3.   Le rôle et les fonctions de l’administrateur temporaire sont précisés par l’autorité compétente au moment de la nomination et peuvent consister notamment à déterminer la position financière de l’établissement, à gérer les activités ou une partie des activités de celui‑ci en vue de préserver ou de rétablir sa position financière et à prendre des mesures pour rétablir la gestion saine et prudente des activités de l’établissement. L’autorité compétente précise toute limite au rôle et aux
fonctions de l’administrateur temporaire au moment de la nomination.

[...]

6.   L’autorité compétente peut exiger d’un administrateur temporaire qu’il élabore, à des intervalles fixés par celle-ci et à la fin de son mandat, des rapports sur la position financière de l’établissement et sur les mesures qu’il a prises depuis sa nomination.

[...] »

13 Sous le titre IV de la directive 2014/59, intitulé « Résolution », figure notamment les articles 31 et 32 de celle-ci.
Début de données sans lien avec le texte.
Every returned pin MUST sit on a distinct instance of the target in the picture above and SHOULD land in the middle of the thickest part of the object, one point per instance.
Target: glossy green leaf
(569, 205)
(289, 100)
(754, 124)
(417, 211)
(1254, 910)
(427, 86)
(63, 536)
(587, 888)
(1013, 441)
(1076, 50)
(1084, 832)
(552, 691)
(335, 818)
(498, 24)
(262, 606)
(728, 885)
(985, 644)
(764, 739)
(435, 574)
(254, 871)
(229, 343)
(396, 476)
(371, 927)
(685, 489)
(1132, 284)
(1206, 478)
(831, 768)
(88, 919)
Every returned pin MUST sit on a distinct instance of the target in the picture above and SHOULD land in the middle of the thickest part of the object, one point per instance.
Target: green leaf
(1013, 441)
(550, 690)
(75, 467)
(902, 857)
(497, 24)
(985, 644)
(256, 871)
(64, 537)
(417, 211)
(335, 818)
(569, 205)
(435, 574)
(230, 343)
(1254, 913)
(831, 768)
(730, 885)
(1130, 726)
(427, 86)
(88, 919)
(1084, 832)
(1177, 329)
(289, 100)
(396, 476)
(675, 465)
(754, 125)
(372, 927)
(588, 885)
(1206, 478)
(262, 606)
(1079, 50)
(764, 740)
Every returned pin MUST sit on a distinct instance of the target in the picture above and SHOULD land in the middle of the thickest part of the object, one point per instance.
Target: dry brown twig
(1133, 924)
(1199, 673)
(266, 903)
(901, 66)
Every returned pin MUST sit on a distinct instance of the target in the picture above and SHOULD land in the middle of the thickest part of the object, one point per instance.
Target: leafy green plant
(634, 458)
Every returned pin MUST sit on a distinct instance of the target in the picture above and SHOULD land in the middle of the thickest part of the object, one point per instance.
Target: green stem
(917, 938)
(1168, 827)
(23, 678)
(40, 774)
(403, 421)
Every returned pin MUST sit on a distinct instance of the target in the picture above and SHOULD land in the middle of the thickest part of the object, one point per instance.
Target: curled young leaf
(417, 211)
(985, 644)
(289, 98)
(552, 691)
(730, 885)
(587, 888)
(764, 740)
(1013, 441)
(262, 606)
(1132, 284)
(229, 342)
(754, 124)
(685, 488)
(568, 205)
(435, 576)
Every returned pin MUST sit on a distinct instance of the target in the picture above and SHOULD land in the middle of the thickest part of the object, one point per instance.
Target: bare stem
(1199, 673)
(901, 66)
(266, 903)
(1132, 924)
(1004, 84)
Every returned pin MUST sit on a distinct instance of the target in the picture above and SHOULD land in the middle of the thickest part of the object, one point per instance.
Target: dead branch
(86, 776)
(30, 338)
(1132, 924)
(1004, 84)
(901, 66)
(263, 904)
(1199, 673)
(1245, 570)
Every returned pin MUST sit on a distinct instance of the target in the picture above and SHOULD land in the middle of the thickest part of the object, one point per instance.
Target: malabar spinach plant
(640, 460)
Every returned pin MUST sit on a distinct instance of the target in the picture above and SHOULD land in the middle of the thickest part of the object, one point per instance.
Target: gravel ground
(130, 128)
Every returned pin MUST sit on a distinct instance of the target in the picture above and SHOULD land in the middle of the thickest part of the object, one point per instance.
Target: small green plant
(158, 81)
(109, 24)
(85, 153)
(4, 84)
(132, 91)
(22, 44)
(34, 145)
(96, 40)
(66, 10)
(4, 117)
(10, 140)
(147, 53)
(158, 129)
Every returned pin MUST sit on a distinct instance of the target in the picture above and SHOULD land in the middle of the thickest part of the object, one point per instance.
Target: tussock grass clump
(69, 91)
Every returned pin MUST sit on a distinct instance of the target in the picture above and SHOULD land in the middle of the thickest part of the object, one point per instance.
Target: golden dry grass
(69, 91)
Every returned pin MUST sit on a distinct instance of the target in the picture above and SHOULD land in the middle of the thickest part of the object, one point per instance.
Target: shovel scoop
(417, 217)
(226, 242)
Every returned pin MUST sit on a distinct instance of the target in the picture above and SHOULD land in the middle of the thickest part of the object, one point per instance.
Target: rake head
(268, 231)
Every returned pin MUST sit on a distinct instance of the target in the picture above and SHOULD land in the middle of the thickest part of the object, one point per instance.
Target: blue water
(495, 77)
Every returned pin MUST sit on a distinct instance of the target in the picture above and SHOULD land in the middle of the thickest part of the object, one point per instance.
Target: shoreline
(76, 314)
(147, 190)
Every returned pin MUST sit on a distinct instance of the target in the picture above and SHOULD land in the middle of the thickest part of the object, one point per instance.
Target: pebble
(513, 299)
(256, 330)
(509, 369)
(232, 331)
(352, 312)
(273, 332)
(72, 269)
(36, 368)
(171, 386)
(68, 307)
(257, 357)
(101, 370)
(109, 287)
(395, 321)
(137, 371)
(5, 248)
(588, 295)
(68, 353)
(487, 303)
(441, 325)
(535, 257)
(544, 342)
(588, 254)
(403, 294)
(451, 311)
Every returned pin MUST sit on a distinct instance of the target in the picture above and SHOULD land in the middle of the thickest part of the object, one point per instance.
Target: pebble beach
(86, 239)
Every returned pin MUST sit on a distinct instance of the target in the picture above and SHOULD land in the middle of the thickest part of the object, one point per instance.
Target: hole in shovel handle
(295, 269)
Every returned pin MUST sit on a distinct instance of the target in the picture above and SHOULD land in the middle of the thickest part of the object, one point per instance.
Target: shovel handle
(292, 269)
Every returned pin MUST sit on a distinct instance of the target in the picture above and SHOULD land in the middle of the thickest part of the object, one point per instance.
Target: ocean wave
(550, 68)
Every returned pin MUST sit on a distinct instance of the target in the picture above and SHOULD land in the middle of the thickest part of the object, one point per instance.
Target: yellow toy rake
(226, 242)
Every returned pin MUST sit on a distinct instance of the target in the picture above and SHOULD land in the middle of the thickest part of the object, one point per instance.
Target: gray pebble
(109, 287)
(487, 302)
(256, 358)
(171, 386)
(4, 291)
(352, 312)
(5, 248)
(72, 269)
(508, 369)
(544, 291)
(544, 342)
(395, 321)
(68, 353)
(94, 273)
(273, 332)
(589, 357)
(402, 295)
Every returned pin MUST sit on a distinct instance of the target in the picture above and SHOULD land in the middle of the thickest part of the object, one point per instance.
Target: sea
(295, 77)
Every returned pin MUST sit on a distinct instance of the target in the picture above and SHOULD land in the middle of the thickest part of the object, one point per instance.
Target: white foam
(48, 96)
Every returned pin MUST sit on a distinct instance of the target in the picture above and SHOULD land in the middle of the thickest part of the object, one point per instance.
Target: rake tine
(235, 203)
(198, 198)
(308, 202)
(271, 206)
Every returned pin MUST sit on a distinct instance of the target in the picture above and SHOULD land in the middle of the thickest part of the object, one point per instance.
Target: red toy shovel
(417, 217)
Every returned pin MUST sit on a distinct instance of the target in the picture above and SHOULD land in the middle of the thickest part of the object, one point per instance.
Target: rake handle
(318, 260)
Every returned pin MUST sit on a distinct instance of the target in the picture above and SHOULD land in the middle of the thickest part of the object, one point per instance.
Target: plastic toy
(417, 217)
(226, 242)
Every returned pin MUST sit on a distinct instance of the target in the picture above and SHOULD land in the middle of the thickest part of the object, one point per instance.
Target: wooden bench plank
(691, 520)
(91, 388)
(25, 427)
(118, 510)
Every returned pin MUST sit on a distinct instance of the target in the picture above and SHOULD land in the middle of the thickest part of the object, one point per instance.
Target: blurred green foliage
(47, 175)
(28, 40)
Cet article 31, intitulé « Objectifs de la résolution », énonce :

« 1.   Lorsqu’elles appliquent les instruments de résolution et exercent les pouvoirs de résolution, les autorités de résolution tiennent compte des objectifs de la résolution et optent pour les instruments et pouvoirs qui permettent le mieux d’atteindre les objectifs correspondant à chaque situation.

2.   Les objectifs de la résolution visés au paragraphe 1 sont les suivants :

a) assurer la continuité des fonctions critiques;

b) éviter les effets négatifs sérieux sur la stabilité financière, notamment en prévenant la contagion, y compris aux infrastructures de marché, et en maintenant la discipline de marché;

c) protéger les ressources de l’État par une réduction maximale du recours aux aides financières publiques exceptionnelles;

d) protéger les déposants couverts par la directive 2014/49/UE ainsi que les investisseurs couverts par la directive 97/9/CE [du Parlement européen et du Conseil, du 3 mars 1997, relative aux systèmes d’indemnisation des investisseurs (JO 1997, L 84, p. 22)] ;

e) protéger les fonds et les actifs des clients.

[...]

3.   Sous réserve de diverses dispositions de la présente directive, les objectifs de la résolution sont d’égale importance, et les autorités de résolution décident de leur juste équilibre en fonction de la nature et des circonstances propres à chaque cas. »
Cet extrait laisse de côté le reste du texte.